Council member Denny Smith said the street project is critical, especially if it is going to run next to a beautiful new pathway. Smith asked Kent Bryan, the city's community development consultant, to look into other possible ways to pay for the West Bank Road improvements.
Also, as part of the project, city officials will be responsible for mitigating the 3-plus acres of lake water they will be reclaiming as land for the path project. Bryan suggested city officials look at acquiring land along the Coldwater Creek for a mitigation project. Sediment filters could be set up along the creek to keep topsoil from reaching the lake.
If local governments could stop sediment from reaching the lake, state officials could finally make progress dredging the lake bottom, Bryan said.

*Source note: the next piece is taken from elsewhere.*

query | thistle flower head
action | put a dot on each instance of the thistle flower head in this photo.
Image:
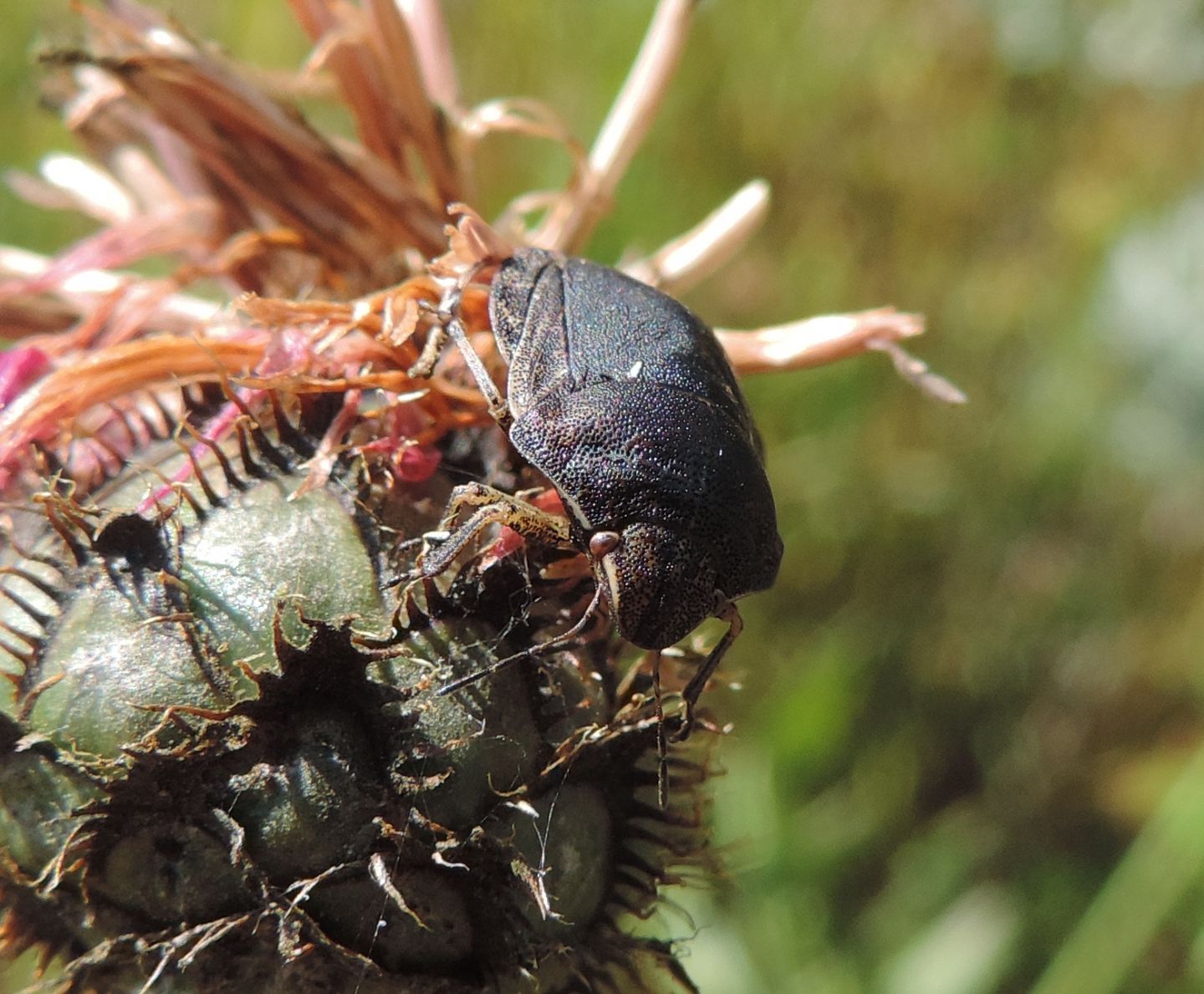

There is about four to six feet of water in most places in the lake but another 10 to 15 feet of muck, Bryan said.
Final engineering for the walkway project is nearly completed and construction bids could be sought yet this year.
In other business, committee members met briefly in executive session to discuss a personnel issue involving potential litigation. Committee members would not elaborate on the purpose for the private meeting but Celina Municipal Employee Relations Committee head Kerry Duncan was invited into the meeting.